Behandel je patiënten langdurig met medicatie?
Jazeker. HIV patiënten worden bij ons levenslang met medicatie behandeld. Dit betekent dat we één keer de medicatie en dosis instellen en dat ze bij ons tot het einde op medicatie blijven. Er zijn in Nederland slechts 12 HIV centra. Patiënten die bij ons weg gaan, doen dit vrijwel altijd vanwege een verhuizing.
Kun je aangeven wat therapietrouw inhoudt (en welke factoren hierop van invloed zijn)?
Graag wil ik vooropstellen dat een therapietrouw van 95% nodig is, om HIV behandelingen effectief te laten zijn. Therapietrouw is in mijn vakgebied zeer belangrijk.

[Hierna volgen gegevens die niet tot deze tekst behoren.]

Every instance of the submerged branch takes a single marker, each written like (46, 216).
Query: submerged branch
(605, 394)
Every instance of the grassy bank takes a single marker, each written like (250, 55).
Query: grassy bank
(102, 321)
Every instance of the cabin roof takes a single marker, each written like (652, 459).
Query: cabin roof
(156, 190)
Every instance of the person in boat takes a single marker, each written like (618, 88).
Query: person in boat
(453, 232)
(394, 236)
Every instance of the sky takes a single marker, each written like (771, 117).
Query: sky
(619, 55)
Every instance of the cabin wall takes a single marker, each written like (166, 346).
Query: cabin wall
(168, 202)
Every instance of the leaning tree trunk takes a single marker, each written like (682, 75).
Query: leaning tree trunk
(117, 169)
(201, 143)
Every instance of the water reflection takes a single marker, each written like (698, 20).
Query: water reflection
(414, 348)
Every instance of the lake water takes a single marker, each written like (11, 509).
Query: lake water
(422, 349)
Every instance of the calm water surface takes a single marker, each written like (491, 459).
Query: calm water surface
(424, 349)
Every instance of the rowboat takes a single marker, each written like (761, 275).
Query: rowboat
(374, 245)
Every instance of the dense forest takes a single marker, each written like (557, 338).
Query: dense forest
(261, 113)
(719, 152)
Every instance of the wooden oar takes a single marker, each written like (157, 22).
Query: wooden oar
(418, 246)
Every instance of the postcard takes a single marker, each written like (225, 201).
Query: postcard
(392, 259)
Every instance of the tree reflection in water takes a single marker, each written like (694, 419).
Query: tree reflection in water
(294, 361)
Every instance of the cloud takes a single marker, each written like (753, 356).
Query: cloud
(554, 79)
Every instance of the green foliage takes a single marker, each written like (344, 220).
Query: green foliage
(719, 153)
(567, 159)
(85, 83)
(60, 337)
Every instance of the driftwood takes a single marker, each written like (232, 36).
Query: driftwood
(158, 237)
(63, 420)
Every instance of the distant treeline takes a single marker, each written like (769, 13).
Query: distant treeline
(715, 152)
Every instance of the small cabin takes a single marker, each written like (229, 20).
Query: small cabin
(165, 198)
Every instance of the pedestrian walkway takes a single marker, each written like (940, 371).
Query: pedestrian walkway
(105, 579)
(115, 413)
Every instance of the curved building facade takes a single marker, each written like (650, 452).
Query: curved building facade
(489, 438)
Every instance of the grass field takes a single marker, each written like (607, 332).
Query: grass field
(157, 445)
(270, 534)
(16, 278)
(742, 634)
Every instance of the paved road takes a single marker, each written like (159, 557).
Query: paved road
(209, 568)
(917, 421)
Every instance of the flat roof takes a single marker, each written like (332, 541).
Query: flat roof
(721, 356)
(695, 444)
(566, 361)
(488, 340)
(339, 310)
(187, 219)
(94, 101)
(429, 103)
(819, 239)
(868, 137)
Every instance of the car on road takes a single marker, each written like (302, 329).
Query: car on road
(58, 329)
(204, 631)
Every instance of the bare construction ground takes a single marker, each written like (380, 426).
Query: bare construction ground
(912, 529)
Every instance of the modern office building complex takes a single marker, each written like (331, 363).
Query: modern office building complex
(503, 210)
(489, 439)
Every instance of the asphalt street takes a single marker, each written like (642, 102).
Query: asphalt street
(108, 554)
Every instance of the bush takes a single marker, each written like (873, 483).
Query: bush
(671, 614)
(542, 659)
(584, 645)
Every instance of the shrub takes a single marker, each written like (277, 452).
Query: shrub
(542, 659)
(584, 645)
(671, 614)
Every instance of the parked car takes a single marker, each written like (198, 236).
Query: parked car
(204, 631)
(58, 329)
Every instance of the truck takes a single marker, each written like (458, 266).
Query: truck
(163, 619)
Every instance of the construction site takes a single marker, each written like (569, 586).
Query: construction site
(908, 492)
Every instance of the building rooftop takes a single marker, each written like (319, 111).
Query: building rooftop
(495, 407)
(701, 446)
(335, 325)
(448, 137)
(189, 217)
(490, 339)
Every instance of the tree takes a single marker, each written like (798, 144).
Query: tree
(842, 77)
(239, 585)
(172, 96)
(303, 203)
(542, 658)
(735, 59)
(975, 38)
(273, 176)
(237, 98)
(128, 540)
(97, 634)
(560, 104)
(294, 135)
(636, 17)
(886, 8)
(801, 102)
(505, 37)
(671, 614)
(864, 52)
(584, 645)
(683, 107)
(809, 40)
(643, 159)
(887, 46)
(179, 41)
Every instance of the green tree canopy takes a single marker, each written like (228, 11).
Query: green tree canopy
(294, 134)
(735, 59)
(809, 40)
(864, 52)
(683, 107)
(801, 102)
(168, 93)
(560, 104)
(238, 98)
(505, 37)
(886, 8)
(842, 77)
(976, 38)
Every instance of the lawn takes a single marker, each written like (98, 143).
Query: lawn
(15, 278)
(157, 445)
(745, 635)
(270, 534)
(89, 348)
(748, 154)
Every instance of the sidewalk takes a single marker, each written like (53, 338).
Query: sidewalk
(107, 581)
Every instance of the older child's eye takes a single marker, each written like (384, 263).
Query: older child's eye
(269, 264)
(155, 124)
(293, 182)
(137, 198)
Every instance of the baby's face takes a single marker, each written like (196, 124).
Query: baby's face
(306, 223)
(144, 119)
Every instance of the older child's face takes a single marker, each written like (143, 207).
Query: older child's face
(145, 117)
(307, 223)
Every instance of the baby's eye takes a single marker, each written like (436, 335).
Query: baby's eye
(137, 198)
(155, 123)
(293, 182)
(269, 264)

Als patiënten hun medicatie innemen volgens de voorschriften zijn ze therapietrouw. Dat wil zeggen: iedere dag medicatie innemen, op het juiste moment, met de juiste dosis en op de juiste wijze. Soms nuchter, soms tijdens het eten en wel of niet combineren met andere medicijnen.

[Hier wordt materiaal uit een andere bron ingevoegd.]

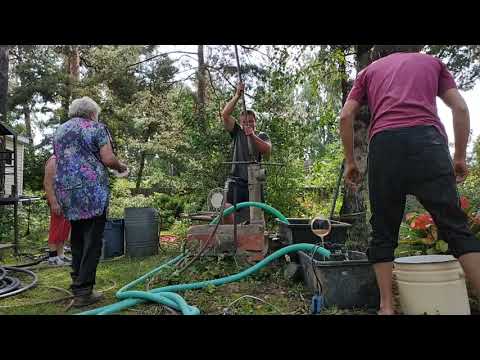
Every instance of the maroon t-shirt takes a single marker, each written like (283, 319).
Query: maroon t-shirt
(401, 91)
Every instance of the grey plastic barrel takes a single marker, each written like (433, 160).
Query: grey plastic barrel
(141, 232)
(113, 239)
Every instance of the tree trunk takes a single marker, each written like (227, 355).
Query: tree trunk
(72, 69)
(140, 170)
(28, 122)
(202, 85)
(3, 107)
(355, 202)
(3, 82)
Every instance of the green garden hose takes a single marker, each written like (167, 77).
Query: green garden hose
(263, 206)
(167, 296)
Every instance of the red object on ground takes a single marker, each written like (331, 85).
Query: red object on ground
(168, 238)
(464, 203)
(59, 229)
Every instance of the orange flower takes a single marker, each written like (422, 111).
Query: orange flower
(422, 222)
(476, 219)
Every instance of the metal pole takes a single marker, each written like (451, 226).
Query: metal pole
(250, 147)
(15, 194)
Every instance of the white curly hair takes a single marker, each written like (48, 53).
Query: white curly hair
(84, 107)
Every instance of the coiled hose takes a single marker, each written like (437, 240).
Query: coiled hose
(10, 285)
(167, 296)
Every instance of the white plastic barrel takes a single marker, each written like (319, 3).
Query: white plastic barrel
(431, 284)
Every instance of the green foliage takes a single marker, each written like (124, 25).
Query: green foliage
(169, 207)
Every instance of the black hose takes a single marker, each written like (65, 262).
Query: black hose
(10, 286)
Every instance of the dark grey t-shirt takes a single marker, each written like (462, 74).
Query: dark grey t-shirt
(240, 151)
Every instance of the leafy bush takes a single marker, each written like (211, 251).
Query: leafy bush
(423, 231)
(169, 207)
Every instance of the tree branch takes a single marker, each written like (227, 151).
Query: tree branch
(162, 54)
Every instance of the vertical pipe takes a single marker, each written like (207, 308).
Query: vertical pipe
(15, 194)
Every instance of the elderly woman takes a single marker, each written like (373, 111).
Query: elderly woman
(83, 151)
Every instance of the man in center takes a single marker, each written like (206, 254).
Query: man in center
(261, 146)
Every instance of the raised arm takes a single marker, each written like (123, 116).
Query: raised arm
(461, 130)
(228, 120)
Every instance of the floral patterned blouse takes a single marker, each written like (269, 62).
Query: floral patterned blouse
(81, 181)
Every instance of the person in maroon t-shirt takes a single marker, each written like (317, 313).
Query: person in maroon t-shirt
(408, 154)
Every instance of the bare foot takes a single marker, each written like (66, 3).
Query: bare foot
(386, 312)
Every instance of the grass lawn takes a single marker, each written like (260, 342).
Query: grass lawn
(266, 292)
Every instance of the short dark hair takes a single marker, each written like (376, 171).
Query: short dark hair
(249, 112)
(380, 51)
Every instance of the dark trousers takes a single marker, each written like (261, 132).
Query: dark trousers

De verpleegkundige heeft een zorgplan en zorgstandaard om iemand voor te bereiden op de therapie. Soms gaan er wel vier consulten vooraf aan de daadwerkelijke medicatiestart, waarin we het belang van goede inname bespreken. Tijdens deze consulten bespreken we ook de motivatie van de patiënt. Vragen die we bijvoorbeeld behandelen, zijn: kun je het zelf, wil je het zelf, ben je er klaar voor, wat wil je zelf bereiken? Ook starten we oefentrajecten met m&m’s met sommige patiënten, om te kijken waar patiënten tegenaan lopen. Misschien zijn er nog vragen bij de manier waarop het schema is ingericht. Zo kunnen we nog aanpassingen doen voordat de patiënt daadwerkelijk start met inname van de medicatie.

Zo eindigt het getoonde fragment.